"I would with pleasure take her to Zehrendorf," I said; "but now it is winter; and how can I possibly leave here?"

"Well, as it is an impossibility, we will not rack our brains any more about it," replied the doctor. "We must do the best we can. Sometimes mental activity may, to a certain point, make up for the deficiency of physical. It is a pity that your wife was so soon satiated with the bustle of society. Why do you not take her sometimes to the theatre or the opera? She is so great a lover of music."

"I do not care to go to the opera any more," said Hermine, after we had tried it a few times. "They sing badly and play worse. Now could you call that a Zerlina? And that Don Juan! You might have waited for me long enough, if you had been such a stick of a lover as that! And with such monstrous self-conceit to boot! Masetto was really the better man."

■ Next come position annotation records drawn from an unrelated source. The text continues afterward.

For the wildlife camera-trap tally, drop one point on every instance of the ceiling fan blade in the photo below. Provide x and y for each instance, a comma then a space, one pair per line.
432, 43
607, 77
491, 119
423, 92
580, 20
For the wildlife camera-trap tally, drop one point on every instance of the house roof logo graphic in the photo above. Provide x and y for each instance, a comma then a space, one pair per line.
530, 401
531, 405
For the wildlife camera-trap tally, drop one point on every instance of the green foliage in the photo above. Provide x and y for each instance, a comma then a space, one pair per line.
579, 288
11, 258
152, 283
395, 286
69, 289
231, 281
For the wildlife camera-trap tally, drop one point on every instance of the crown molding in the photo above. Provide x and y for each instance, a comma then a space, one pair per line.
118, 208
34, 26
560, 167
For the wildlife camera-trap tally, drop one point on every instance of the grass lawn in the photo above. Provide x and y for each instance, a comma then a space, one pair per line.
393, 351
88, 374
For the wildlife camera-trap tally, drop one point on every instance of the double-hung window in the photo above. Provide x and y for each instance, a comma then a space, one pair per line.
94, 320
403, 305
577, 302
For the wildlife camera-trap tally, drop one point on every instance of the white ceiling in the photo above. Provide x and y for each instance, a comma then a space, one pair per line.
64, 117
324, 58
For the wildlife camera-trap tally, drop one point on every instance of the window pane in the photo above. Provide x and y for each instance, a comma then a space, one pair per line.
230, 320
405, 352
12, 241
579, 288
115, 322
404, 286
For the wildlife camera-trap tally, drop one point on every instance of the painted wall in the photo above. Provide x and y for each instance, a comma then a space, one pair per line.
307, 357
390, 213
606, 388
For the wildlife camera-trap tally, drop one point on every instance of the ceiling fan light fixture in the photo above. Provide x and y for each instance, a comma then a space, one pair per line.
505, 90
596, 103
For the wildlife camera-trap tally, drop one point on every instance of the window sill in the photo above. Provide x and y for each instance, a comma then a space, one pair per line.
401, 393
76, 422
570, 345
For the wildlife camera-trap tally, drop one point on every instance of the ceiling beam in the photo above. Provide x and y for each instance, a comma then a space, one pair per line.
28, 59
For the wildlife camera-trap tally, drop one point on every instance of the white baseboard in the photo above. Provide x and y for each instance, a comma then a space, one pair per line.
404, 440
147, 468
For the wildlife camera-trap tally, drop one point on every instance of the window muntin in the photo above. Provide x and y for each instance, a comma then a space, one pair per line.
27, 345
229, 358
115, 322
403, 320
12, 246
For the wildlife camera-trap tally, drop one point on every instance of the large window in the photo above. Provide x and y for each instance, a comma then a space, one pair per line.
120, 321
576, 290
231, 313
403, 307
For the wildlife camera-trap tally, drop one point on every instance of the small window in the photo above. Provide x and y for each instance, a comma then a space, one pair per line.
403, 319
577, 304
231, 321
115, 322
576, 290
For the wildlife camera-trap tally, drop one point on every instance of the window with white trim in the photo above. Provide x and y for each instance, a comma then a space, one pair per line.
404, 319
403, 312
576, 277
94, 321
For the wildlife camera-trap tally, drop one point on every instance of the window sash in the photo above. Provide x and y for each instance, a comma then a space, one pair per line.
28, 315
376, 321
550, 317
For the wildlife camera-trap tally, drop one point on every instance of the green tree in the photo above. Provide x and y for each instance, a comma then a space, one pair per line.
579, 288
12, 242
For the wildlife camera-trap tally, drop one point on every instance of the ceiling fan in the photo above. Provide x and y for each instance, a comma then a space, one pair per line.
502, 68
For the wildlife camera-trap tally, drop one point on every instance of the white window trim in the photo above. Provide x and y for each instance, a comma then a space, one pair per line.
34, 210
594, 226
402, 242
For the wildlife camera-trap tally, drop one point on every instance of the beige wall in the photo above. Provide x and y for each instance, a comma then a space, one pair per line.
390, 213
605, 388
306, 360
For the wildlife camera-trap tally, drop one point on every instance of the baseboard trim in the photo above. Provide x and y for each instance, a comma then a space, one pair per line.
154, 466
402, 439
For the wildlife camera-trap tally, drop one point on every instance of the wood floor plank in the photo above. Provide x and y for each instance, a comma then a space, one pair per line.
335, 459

"Try the theatre once," said the doctor.

I looked him full in the eyes.

"The Bellini has been back a week," he added, and brought his round spectacles to bear upon me. We looked at each other awhile in silence.

"Your wife does not know that Fräulein Bellini and a certain other lady are one and the same person?" he presently asked.

"No," I answered.

"And you are not willing to tell her? Not willing to tell her what I know, who am your friend, and what very probably others know, who are not your friends?"

"It is a peculiar sort of thing, doctor."